Mix by gentle pipetting with a wide-bore pipette tip.
Incubate the reaction as follows:
22°C
- 0h 10m 0s
70°C
- 0h 5m 0s
22°C
- 0h 5m 0s
Add 5µL
of RAP to the pooled sample with a regular pipette tip. Use a wide-bore tip to pipette mix. Visually check to ensure the reaction is thoroughly mixed.
Incubate for 0h 30m 0s
at 22°C
.
Nemo Clean-up
Add 3 glass beads into the tube with the adapted DNA.
Add 1:1 volume (240µL
) of 10 mM CoHex .
Rotate tube at 9rpm
. Make sure there is no bead stuck at the bottom or at the cap, flick if this is the case.
Invert the tube again 2-3 times to ensure all DNA has precipitated and is tightly bound to the beads.
Discard supernatant. Take care not to disturb the DNA precipitated onto the beads.
Wash the glass beads by gently adding 750µL
PEGW buffer and gently invert 2-3 times.
Incubate for 0h 3m 0s
at room temperature.
Aspirate and discard the supernatant, taking care not to disturb the DNA precipitate.
Repeat wash once more.
Pipette 120µL
of EB into a clean DNA LoBind 2 ml tube.
Discard the second wash buffer as much as possible.
Quick spin the tube and use a 10 µl tip to discard the rest of the buffer at the bottom of the tube (move the beads aside with the tip while doing it). There will be a few microliters buffer left as a dead volume. This will not affect sequencing.
Immediately pour the beads into the 2 ml tube with the elution buffer.
Incubate the library at 37°C
for 0h 30m 0s
. Gently aspirate and dispense the eluate over the glass beads at regular intervals with a wide-bore pipette tip to aid elution.
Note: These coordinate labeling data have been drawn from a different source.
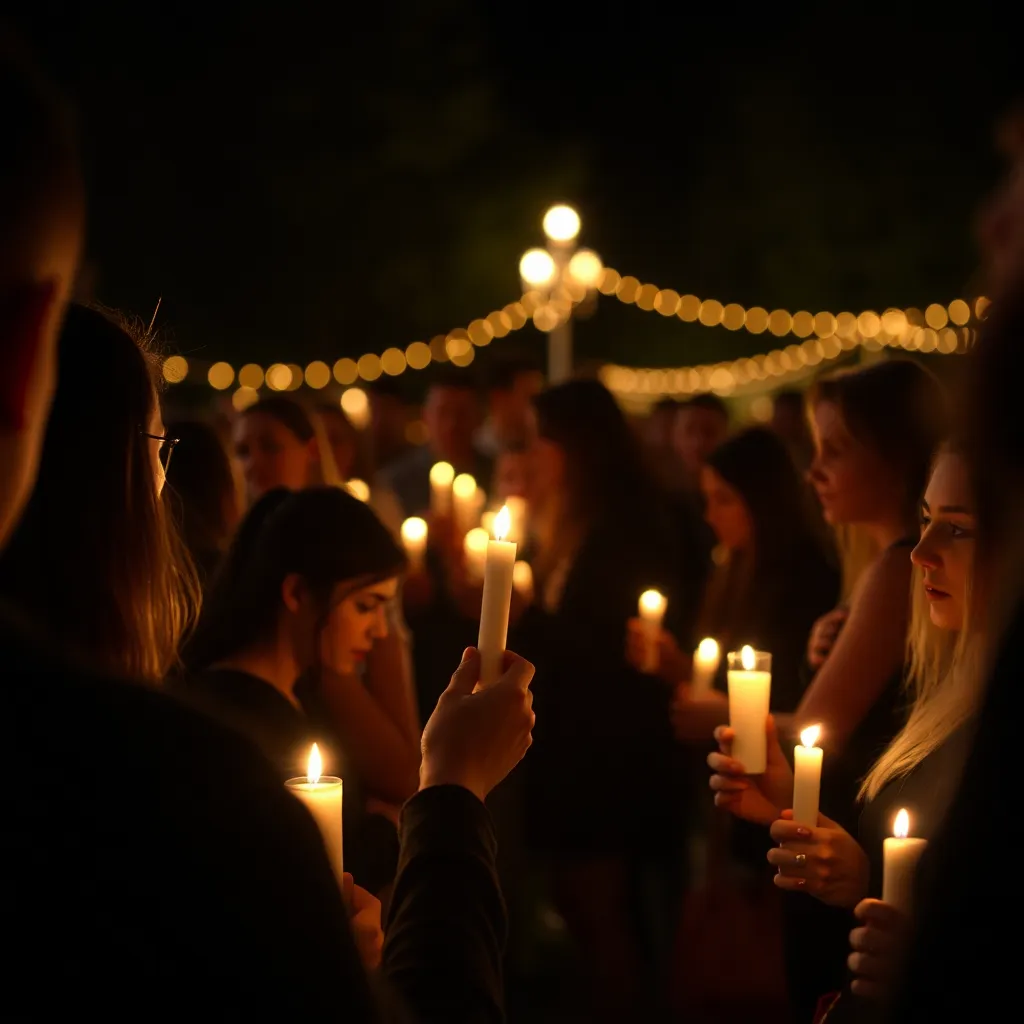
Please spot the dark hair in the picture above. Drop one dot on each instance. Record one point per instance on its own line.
(323, 534)
(95, 557)
(898, 409)
(605, 476)
(710, 401)
(201, 489)
(289, 414)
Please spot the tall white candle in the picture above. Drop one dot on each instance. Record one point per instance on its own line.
(899, 862)
(807, 777)
(414, 540)
(323, 797)
(706, 659)
(750, 695)
(441, 477)
(474, 549)
(497, 600)
(465, 503)
(652, 604)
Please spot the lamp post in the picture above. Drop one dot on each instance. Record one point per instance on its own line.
(562, 274)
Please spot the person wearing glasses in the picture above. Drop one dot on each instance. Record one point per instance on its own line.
(96, 557)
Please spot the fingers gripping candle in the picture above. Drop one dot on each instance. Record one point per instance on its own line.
(498, 574)
(750, 694)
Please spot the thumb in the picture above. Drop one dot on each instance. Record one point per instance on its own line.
(468, 673)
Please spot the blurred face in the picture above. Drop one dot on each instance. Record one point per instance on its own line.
(945, 552)
(697, 432)
(270, 456)
(452, 416)
(852, 481)
(726, 511)
(353, 624)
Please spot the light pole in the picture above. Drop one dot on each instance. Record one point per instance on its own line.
(563, 275)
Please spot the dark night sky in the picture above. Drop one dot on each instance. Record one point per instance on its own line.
(298, 182)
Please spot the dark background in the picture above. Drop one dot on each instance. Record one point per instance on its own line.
(300, 181)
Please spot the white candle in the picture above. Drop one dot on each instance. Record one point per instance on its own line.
(652, 606)
(807, 777)
(358, 488)
(441, 476)
(497, 600)
(522, 580)
(323, 797)
(475, 551)
(466, 508)
(414, 540)
(900, 856)
(750, 694)
(706, 659)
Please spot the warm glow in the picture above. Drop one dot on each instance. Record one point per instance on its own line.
(315, 767)
(414, 529)
(537, 267)
(464, 486)
(441, 474)
(561, 223)
(901, 826)
(809, 737)
(358, 488)
(503, 523)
Continue with overnight incubation at room temperature.
The next day, insert a bead retainer into a clean 1.5-ml tube.
Pour the beads and spin at 10.000x g
.
Incubate for at least 0h 30m 0s
at Room temperature
with regular pipette mixing.
Quantify the library
Load 30-40µL
library with SQB in 1:1 volume ratio.
Incubate for 0h 30m 0s
at Room temperature
Load the library on a primed MinION flow cell.